Max looks at me while he answers the question. It makes my stomach do weird things. The look in his eye is a little like my grandmother’s secret smile. It makes me nervous and a little excited at the same time. It makes me wonder what secrets Max has in mind for me and him.
“You two want a ride? It’s raining pretty bad out,” my mom says, as I stand there looking at her in disbelief. She hadn’t offered to drive me to school a second ago.
“No thank you Ms. Freeland. I don’t think we’ll melt. Besides, I like how it smells on rainy summer days.”
“I guess I’ll see you around then.” My mom turns to me, “See you after school. Have a good day.”
“You too,” I say grabbing an umbrella.
It’s raining but not storming. The rain, while heavy, has no wind to whip it under our umbrellas. It is pretty dark though. If my mom hadn’t have been off from her AM job, and Max hadn’t been here, I probably would have stayed home from school today and sat on the couch reading a book. It’s the perfect day for it.
“I like how summer rain smells too.” I say.
We wave at his grandmother when we pass Max’s house. She’s standing in the doorway. I hope some of the fresh air is finding its way in the house.
“I hope she keeps the door open all day. I love my grandma but I don’t want to smell like her.” Max says through closed teeth because he’s still smiling at Mrs. Anderson. I almost choke I laugh so suddenly and so hard. I’m still laughing when we get to the end of the street and make the turn heading to the main road.
“I had fun last night,” Max says after giving me a minute.
“Me too,” I say, now that the laughing fit is under control. I still have fits of giggles and Max smiles, so I know I’ve not hurt his feelings.
“So I guess you don’t have a boyfriend?”
I almost trip and the left over giggles disappear.
“You guessed right,” I say gripping the handle of my umbrella a little tighter.
“Why not?”
Now this is an innocent enough question but one I am not prepared to answer. I’m not popular because basically, I’m invisible to the other kids. I’m not sociable and being an only child raised partly by old people makes my taste lean towards a more mature group when I think of people I want to surround myself with. To be honest I don’t think of myself as being on the same level. I’m more advanced. I don’t have the time for the pettiness of teenagers and I answer the question truthfully. “The boys at school are too young for me.”
“So you date guys already out of high school?” Max asks.
“I don’t date,” I say in a voice not my own. It’s low, almost a whisper.
“Ever?” Max asks. I look at him to confirm that the sound of surprise in his voice is accurate.

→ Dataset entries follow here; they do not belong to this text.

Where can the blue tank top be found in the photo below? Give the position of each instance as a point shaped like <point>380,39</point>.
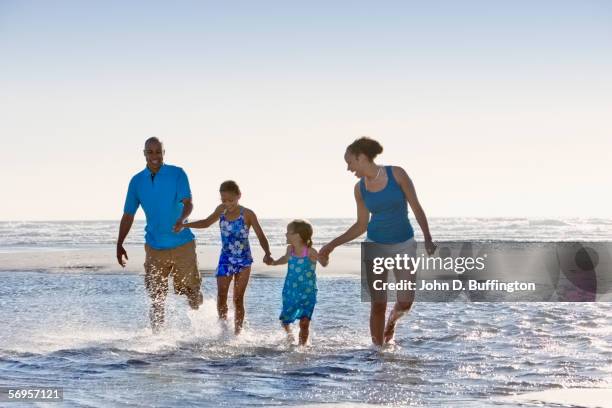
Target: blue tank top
<point>389,222</point>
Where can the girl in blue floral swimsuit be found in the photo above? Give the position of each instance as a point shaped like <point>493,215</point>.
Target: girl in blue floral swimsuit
<point>235,259</point>
<point>300,288</point>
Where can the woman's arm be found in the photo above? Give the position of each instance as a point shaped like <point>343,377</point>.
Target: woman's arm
<point>251,219</point>
<point>314,257</point>
<point>355,230</point>
<point>207,222</point>
<point>409,191</point>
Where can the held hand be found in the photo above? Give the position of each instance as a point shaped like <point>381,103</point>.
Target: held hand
<point>323,260</point>
<point>325,251</point>
<point>430,247</point>
<point>268,259</point>
<point>120,254</point>
<point>178,227</point>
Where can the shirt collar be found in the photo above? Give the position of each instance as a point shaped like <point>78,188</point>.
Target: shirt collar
<point>162,169</point>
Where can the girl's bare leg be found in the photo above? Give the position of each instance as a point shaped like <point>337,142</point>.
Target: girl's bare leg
<point>400,309</point>
<point>240,284</point>
<point>304,330</point>
<point>377,321</point>
<point>223,283</point>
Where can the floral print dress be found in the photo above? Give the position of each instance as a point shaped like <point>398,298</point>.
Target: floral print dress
<point>235,251</point>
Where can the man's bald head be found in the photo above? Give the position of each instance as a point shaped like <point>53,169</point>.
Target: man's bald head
<point>153,140</point>
<point>154,153</point>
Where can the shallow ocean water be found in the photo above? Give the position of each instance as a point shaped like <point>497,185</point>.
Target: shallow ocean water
<point>88,333</point>
<point>86,330</point>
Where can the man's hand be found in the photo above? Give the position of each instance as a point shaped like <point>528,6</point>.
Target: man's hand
<point>120,254</point>
<point>178,227</point>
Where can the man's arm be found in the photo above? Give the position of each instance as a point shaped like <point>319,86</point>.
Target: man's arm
<point>187,208</point>
<point>124,229</point>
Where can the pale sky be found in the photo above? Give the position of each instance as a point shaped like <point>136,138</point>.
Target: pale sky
<point>493,108</point>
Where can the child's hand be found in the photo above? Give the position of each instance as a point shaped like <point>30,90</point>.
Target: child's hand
<point>323,260</point>
<point>268,259</point>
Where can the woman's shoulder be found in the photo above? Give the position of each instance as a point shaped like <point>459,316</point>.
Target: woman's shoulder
<point>399,173</point>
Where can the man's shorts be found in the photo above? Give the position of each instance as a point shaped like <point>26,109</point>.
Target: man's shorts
<point>180,262</point>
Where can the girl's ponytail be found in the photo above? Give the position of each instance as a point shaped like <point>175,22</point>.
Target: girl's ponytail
<point>304,229</point>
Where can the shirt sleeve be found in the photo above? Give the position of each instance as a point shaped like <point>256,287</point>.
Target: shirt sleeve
<point>131,200</point>
<point>183,190</point>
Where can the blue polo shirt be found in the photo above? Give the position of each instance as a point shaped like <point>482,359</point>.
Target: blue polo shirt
<point>161,199</point>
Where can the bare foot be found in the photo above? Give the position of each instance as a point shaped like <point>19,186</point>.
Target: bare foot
<point>390,328</point>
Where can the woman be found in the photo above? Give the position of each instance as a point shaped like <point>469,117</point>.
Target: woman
<point>382,191</point>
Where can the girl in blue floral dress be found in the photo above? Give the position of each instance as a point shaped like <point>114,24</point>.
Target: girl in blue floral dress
<point>235,259</point>
<point>300,288</point>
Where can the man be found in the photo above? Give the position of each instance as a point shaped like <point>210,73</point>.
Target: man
<point>163,192</point>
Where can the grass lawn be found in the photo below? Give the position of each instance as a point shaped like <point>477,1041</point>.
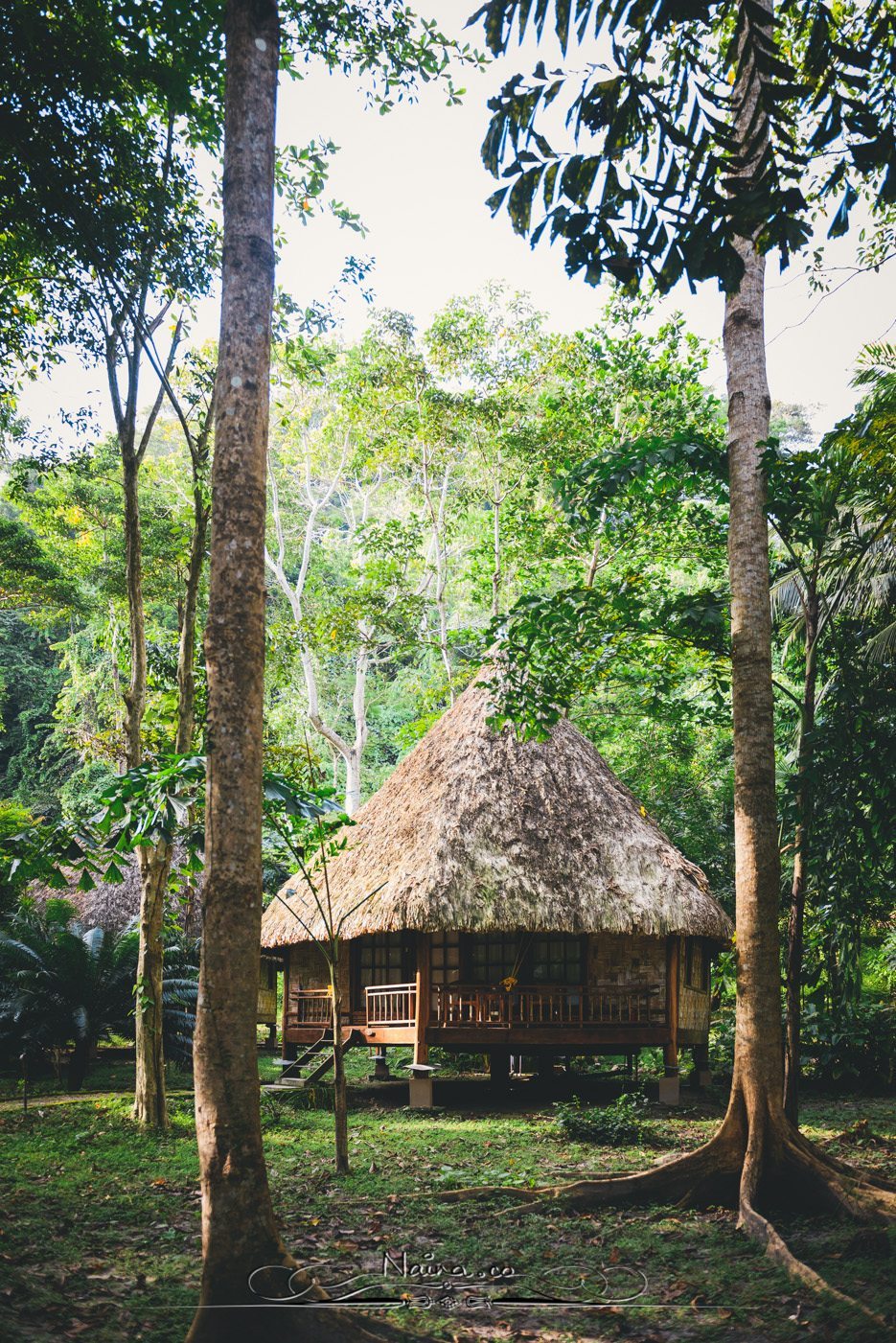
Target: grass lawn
<point>100,1235</point>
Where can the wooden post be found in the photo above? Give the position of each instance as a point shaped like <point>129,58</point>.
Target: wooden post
<point>424,980</point>
<point>500,1067</point>
<point>669,1085</point>
<point>701,1075</point>
<point>284,1010</point>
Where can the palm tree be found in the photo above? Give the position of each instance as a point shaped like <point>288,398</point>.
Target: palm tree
<point>835,515</point>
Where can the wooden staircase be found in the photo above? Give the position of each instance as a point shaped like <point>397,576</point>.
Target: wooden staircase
<point>308,1068</point>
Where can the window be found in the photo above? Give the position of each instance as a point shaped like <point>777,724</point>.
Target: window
<point>381,958</point>
<point>445,958</point>
<point>494,955</point>
<point>557,960</point>
<point>696,964</point>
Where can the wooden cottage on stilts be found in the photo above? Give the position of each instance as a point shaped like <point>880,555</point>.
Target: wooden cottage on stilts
<point>527,905</point>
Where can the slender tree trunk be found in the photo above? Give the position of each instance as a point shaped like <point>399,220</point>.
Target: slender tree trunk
<point>136,693</point>
<point>240,1232</point>
<point>153,863</point>
<point>755,1101</point>
<point>495,559</point>
<point>802,843</point>
<point>187,645</point>
<point>340,1099</point>
<point>149,1089</point>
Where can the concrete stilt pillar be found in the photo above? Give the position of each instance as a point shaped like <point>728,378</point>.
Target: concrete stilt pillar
<point>671,1082</point>
<point>701,1075</point>
<point>500,1067</point>
<point>380,1067</point>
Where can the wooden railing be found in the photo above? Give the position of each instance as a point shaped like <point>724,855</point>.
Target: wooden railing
<point>550,1005</point>
<point>391,1005</point>
<point>310,1007</point>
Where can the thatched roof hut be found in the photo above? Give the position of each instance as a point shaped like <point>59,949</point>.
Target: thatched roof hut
<point>478,830</point>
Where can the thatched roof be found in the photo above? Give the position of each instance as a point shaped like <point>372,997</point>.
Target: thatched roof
<point>477,830</point>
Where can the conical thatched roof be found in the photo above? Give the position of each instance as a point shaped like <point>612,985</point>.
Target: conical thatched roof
<point>477,830</point>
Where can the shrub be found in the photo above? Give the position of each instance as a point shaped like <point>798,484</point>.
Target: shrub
<point>614,1125</point>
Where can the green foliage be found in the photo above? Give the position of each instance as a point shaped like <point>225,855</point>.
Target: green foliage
<point>617,1124</point>
<point>62,984</point>
<point>651,179</point>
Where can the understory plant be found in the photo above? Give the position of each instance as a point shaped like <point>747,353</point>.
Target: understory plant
<point>617,1124</point>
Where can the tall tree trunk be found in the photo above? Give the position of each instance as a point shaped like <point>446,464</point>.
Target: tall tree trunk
<point>187,643</point>
<point>240,1233</point>
<point>802,841</point>
<point>340,1099</point>
<point>136,693</point>
<point>149,1089</point>
<point>153,863</point>
<point>755,1100</point>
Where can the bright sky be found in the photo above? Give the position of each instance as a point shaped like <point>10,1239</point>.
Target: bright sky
<point>418,183</point>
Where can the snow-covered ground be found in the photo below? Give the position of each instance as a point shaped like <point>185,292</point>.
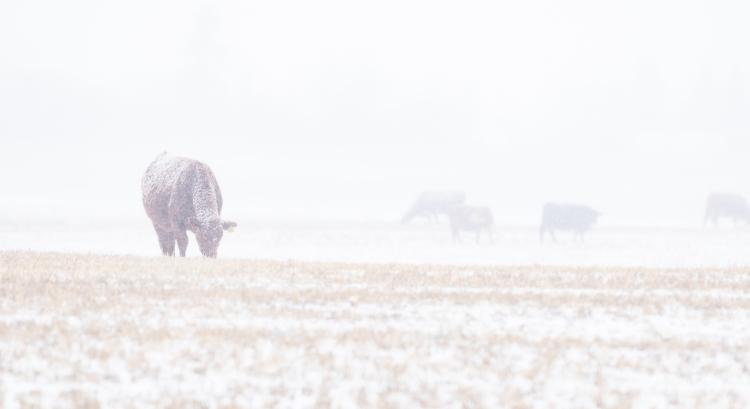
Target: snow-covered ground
<point>419,243</point>
<point>123,331</point>
<point>375,315</point>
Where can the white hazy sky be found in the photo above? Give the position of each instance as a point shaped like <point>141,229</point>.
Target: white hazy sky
<point>346,110</point>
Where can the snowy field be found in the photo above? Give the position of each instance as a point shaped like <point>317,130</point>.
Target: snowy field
<point>632,318</point>
<point>419,243</point>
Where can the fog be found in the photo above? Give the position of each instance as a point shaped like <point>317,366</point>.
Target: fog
<point>339,110</point>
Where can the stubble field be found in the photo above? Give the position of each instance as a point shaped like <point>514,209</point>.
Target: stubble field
<point>125,331</point>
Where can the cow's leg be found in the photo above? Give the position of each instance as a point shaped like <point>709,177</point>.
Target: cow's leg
<point>456,236</point>
<point>182,242</point>
<point>166,241</point>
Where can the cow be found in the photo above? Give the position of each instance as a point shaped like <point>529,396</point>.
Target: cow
<point>432,204</point>
<point>726,205</point>
<point>577,218</point>
<point>470,218</point>
<point>180,195</point>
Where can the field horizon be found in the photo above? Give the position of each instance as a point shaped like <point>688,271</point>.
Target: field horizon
<point>80,330</point>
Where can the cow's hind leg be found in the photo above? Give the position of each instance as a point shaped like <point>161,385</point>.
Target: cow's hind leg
<point>166,241</point>
<point>182,242</point>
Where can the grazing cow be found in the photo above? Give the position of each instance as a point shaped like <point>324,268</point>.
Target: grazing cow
<point>470,218</point>
<point>726,205</point>
<point>181,194</point>
<point>432,204</point>
<point>577,218</point>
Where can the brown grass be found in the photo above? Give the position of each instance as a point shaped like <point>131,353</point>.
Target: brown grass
<point>117,331</point>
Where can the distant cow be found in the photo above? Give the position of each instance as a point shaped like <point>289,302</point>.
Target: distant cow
<point>432,204</point>
<point>577,218</point>
<point>726,205</point>
<point>469,218</point>
<point>181,194</point>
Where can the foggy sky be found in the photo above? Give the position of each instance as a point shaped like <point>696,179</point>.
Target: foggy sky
<point>346,110</point>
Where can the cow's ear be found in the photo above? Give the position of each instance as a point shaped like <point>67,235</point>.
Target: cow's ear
<point>228,226</point>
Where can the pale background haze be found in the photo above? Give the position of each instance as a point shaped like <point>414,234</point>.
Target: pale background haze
<point>340,110</point>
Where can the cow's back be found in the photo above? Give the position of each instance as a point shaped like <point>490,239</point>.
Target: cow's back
<point>160,184</point>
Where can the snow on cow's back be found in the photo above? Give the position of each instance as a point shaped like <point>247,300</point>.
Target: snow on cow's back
<point>163,172</point>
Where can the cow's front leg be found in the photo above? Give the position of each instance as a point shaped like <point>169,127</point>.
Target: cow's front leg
<point>182,242</point>
<point>166,241</point>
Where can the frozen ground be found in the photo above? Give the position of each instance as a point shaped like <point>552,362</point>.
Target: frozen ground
<point>632,318</point>
<point>124,331</point>
<point>382,242</point>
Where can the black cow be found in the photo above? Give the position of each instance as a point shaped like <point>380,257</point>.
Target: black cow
<point>577,218</point>
<point>181,194</point>
<point>432,204</point>
<point>726,205</point>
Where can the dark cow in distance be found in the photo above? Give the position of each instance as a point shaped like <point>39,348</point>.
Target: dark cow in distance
<point>181,194</point>
<point>470,218</point>
<point>577,218</point>
<point>432,204</point>
<point>726,205</point>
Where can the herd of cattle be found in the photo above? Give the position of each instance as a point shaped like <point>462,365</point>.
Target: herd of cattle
<point>181,195</point>
<point>478,219</point>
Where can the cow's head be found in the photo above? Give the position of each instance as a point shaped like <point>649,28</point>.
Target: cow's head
<point>209,233</point>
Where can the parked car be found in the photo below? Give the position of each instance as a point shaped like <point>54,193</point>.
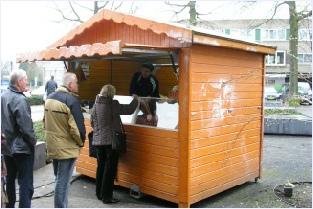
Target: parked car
<point>270,93</point>
<point>39,92</point>
<point>4,88</point>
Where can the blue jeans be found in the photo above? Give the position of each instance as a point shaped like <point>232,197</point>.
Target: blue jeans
<point>20,166</point>
<point>63,170</point>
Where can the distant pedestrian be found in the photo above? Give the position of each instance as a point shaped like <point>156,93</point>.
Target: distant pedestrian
<point>17,126</point>
<point>51,86</point>
<point>65,134</point>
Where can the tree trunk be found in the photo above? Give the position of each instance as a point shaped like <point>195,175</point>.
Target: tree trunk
<point>192,13</point>
<point>293,48</point>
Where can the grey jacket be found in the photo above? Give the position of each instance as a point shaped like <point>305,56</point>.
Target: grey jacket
<point>16,123</point>
<point>105,118</point>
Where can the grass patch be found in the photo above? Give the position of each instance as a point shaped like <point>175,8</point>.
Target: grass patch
<point>281,112</point>
<point>294,103</point>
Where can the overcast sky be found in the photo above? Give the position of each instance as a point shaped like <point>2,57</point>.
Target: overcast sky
<point>28,25</point>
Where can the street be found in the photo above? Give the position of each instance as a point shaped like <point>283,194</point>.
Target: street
<point>284,158</point>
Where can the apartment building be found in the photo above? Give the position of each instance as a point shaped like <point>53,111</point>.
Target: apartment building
<point>273,32</point>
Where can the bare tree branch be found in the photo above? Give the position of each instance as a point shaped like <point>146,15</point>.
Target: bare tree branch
<point>75,13</point>
<point>74,2</point>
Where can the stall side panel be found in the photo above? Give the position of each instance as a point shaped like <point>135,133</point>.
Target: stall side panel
<point>226,119</point>
<point>151,162</point>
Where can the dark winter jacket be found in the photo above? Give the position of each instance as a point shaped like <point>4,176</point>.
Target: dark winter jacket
<point>16,123</point>
<point>64,125</point>
<point>51,86</point>
<point>105,118</point>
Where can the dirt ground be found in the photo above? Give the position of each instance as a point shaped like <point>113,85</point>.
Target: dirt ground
<point>301,195</point>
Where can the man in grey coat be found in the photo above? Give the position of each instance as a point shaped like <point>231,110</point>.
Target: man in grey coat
<point>17,126</point>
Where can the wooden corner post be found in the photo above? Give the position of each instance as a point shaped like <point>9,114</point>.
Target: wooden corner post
<point>184,130</point>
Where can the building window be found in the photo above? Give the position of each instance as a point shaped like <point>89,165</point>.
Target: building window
<point>304,35</point>
<point>273,35</point>
<point>242,33</point>
<point>278,59</point>
<point>304,58</point>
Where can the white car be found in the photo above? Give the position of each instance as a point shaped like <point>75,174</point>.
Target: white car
<point>271,94</point>
<point>39,92</point>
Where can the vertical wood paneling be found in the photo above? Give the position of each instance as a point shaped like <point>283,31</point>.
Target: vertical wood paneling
<point>224,107</point>
<point>184,128</point>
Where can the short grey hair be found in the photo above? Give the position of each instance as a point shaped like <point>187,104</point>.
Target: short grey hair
<point>17,75</point>
<point>67,78</point>
<point>108,91</point>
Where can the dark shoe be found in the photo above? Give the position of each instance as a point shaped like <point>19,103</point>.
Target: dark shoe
<point>110,201</point>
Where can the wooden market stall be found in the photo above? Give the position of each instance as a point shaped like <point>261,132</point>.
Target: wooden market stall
<point>218,142</point>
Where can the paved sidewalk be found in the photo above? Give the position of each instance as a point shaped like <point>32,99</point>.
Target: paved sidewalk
<point>285,158</point>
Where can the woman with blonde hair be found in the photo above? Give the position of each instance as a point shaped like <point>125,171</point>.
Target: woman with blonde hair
<point>105,120</point>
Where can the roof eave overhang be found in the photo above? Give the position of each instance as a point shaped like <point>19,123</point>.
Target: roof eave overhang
<point>231,43</point>
<point>66,53</point>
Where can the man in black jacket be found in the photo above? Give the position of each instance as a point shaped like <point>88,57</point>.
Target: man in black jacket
<point>17,126</point>
<point>144,84</point>
<point>51,86</point>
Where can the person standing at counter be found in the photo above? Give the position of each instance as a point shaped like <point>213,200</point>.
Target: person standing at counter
<point>105,120</point>
<point>17,127</point>
<point>51,86</point>
<point>144,84</point>
<point>65,134</point>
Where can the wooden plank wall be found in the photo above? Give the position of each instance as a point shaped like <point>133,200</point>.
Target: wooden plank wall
<point>151,161</point>
<point>120,77</point>
<point>226,119</point>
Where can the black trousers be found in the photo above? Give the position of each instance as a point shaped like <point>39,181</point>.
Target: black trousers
<point>20,166</point>
<point>107,160</point>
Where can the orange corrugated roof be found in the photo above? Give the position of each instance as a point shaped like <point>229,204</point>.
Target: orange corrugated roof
<point>113,47</point>
<point>105,32</point>
<point>179,33</point>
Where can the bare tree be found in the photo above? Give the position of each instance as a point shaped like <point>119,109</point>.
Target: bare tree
<point>194,14</point>
<point>294,18</point>
<point>72,13</point>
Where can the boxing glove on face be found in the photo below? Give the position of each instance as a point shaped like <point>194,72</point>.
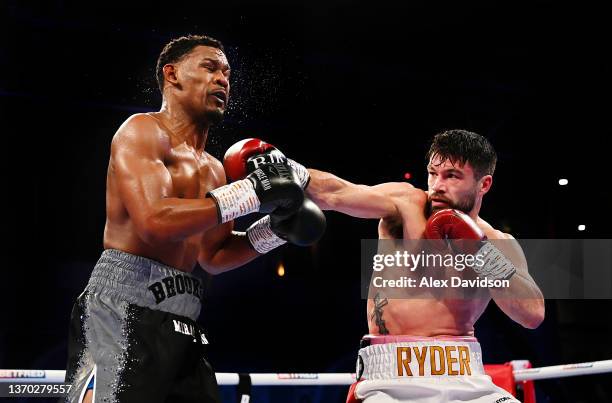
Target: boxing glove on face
<point>248,155</point>
<point>270,188</point>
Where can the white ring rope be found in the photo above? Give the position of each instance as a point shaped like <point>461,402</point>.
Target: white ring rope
<point>304,379</point>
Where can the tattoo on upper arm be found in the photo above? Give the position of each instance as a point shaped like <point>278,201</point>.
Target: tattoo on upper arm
<point>379,303</point>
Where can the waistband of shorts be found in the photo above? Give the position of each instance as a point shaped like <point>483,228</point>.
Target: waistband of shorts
<point>146,282</point>
<point>370,339</point>
<point>405,357</point>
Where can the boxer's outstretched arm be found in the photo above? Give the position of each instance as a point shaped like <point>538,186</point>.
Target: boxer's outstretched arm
<point>330,192</point>
<point>145,183</point>
<point>523,301</point>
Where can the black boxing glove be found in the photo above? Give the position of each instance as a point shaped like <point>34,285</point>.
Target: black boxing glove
<point>271,188</point>
<point>303,228</point>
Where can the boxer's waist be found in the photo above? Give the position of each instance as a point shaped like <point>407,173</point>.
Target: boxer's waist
<point>403,357</point>
<point>146,282</point>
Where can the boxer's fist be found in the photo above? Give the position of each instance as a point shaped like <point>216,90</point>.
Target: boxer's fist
<point>452,224</point>
<point>270,188</point>
<point>303,228</point>
<point>248,155</point>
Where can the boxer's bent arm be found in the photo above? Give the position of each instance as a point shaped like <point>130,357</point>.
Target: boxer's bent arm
<point>523,301</point>
<point>330,192</point>
<point>223,249</point>
<point>144,184</point>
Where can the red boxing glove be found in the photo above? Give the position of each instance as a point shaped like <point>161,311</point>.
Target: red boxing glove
<point>238,161</point>
<point>452,224</point>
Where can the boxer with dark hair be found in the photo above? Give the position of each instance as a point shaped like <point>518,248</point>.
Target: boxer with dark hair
<point>423,349</point>
<point>133,334</point>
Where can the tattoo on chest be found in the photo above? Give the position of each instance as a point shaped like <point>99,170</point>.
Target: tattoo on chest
<point>376,316</point>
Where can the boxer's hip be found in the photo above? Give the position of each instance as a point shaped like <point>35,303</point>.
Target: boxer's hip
<point>135,317</point>
<point>424,369</point>
<point>126,278</point>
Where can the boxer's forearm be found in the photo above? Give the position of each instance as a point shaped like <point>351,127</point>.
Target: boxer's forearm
<point>174,219</point>
<point>523,301</point>
<point>235,251</point>
<point>330,192</point>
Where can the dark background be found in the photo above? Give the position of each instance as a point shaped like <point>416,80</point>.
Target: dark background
<point>355,88</point>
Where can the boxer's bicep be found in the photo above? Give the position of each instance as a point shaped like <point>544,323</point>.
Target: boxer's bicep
<point>140,174</point>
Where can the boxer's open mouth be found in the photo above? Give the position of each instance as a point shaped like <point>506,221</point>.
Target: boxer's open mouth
<point>220,95</point>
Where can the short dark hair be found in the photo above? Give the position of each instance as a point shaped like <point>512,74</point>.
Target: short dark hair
<point>463,146</point>
<point>177,48</point>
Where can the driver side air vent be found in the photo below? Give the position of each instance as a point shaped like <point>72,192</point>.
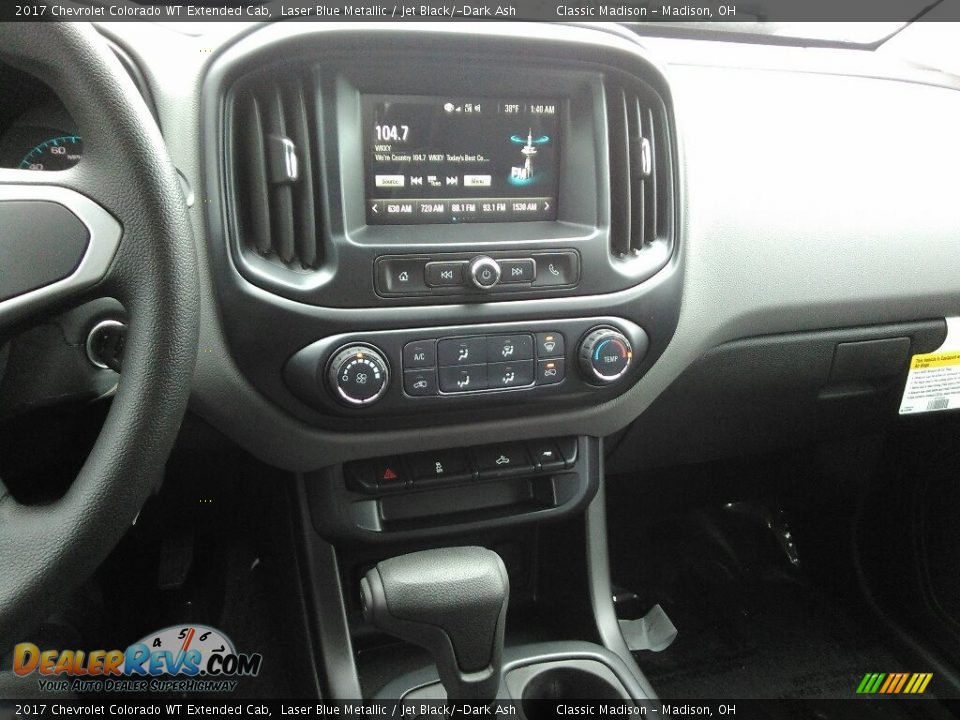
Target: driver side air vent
<point>640,169</point>
<point>273,170</point>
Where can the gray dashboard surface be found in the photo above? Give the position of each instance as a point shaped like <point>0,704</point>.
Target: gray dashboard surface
<point>810,199</point>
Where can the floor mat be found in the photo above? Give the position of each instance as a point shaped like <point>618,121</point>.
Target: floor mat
<point>750,624</point>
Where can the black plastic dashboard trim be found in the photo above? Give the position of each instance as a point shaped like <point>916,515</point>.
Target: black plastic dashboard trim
<point>264,329</point>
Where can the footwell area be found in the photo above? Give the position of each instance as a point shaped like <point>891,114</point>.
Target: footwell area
<point>752,623</point>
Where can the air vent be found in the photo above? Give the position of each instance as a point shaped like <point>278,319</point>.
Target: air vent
<point>273,158</point>
<point>639,169</point>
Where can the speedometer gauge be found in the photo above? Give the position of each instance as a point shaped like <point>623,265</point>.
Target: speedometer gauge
<point>56,153</point>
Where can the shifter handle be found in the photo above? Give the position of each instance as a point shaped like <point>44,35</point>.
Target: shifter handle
<point>451,601</point>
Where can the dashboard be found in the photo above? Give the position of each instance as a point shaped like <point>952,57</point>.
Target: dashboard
<point>36,131</point>
<point>414,235</point>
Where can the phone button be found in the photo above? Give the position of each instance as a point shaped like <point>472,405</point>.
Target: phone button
<point>464,378</point>
<point>559,268</point>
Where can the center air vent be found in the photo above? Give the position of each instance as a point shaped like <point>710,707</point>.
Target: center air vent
<point>273,162</point>
<point>640,170</point>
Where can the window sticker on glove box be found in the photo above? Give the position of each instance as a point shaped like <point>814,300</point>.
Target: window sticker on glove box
<point>933,382</point>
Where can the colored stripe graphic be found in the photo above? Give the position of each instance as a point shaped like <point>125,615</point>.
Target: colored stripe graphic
<point>894,683</point>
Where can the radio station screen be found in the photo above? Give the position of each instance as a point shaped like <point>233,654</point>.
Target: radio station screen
<point>459,160</point>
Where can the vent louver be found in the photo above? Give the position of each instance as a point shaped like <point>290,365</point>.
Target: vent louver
<point>639,169</point>
<point>273,161</point>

“No, I’ve never dated anyone.” I wait for Max to ask why not but he doesn’t.
“You want to play Scrabble after school?”
While I was glad to be off the subject of my nonexistent dating life, the abrupt change in subject makes me laugh. “What?”
“You don’t know what Scrabble is?” he asks grinning at me.
“Of course I know what Scrabble is. I just haven’t played a board game since Spot was a pup.”
“I like how you talk,” he says.
“Oh yeah?”
“I like that about the South. You have cool slang and idioms.”
The rain is getting worst and we can see lightening in the distant. A clap of thunder so loud it shakes the fillings in my teeth startles me and I jump a little. We pick up the pace. It’s going to get ugly soon. We reach school and we’re each wet just a little around the edges. The wind has finally come back.
I’m shaking the excess water from my umbrella before going into the building. There are a few students standing outside under the columned front entrance of the school. I keep expecting Max to leave but... nope, he’s still standing next to me. He’s making me nervous. I turn to him once my umbrella is stowed in my backpack.
“See you later.”
“See you later,” he says.
For a moment it looks like he was going to say something else. But maybe that was my imagination.